U.S. commander says only 4 or 5 Pentagon-trained fighters in Syria
The top U.S. commander in the Middle East said Wednesday that a Pentagon program that sought to train and arm 5,400 opposition fighters to confront Islamic State militants in Syria this year has only “four or five” in the field.
Gen. Lloyd Austin III, commander of U.S. Central Command, made the disclosure Wednesday during a heated hearing in the Senate Armed Services Committee, where he was grilled about the $500-million program’s effectiveness.
Under U.S. law, the Pentagon must vet the fighters to ensure they are not extremists. That, combined with logistical and political challenges in the fierce multi-sided war, has led to long delays in the year-old program.
Austin said the first group of 54 fighters were sent into northern Syria in July after a six-week training course. But they were attacked by Al Nusra Front, an Al Qaeda affiliate, and most of the fighters were killed, captured or scattered.
Asked how many remain, he responded, “It’s a small number. ... We’re talking four or five.”
“As I see it right now this four or five U.S. trained fighters -- let’s not kid ourselves, that’s a joke,” said Sen. Kelly Ayotte (R-N.H.).
Sen. John McCain (R-Ariz.), chairman of the committee, repeatedly accused Austin of projecting a rosier view of the U.S. effort to defeat Islamic State than the facts suggest.
A separate CIA-run program is believed to have armed and fielded a larger force, but little is known about it.
Austin conceded the Pentagon has struggled to train and equip a proxy force, and that the military will fall far short of its goal of training 5,400 rebel fighters a year for the next three years.
“At the pace we’re going, we won’t reach the goal that we had initially established for ourselves,” Austin said.
Four countries -- Turkey, Jordan, Saudi Arabia and Qatar -- agreed to host the Pentagon training program.
But they sharply disagree with Washington on what the proposed proxy force should do.

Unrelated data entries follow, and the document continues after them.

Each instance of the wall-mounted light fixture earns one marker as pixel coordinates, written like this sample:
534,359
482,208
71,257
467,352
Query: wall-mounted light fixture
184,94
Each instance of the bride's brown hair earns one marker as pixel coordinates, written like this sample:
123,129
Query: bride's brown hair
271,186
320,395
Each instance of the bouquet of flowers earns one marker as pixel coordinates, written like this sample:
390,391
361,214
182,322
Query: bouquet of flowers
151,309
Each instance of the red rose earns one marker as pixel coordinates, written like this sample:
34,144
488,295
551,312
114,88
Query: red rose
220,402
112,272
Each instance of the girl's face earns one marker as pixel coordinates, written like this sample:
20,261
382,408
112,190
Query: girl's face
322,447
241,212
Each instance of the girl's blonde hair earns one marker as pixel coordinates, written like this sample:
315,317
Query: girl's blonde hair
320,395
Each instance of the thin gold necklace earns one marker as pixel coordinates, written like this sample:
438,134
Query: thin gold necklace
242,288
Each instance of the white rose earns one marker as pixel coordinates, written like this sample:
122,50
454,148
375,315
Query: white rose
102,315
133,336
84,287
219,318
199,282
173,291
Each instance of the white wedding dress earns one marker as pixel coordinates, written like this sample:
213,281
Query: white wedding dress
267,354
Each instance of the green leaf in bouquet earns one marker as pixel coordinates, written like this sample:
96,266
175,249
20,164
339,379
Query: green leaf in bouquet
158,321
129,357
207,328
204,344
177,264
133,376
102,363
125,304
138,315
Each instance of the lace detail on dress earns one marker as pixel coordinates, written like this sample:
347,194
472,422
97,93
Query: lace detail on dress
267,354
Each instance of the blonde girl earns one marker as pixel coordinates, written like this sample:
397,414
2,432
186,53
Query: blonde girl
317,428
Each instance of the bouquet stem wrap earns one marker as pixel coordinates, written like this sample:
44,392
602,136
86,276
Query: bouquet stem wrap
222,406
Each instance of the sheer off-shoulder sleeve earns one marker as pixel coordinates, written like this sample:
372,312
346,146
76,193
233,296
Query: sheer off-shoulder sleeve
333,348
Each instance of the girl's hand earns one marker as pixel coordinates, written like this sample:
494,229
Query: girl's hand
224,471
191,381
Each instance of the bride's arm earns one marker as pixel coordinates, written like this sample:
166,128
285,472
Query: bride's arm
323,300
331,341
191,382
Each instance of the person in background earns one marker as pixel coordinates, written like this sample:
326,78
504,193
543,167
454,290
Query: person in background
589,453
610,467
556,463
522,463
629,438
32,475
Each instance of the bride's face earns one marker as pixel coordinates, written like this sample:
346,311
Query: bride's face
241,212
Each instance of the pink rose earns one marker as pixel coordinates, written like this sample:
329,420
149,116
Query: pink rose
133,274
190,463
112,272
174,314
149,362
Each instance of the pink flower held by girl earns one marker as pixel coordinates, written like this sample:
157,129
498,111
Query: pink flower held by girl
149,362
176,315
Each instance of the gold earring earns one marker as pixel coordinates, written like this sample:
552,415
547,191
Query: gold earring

They want the rebel force to focus first on ousting Syrian President Bashar Assad, while the White House wants the fighters to target Islamic State.
Austin said he could not comment on reports of an internal Pentagon investigation into whether officers under his command had altered military intelligence assessments to make the U.S. campaign against the Islamic State seem more successful.
“Once the investigation is completed, based on the findings, you can be assured that I will take appropriate actions,” he said.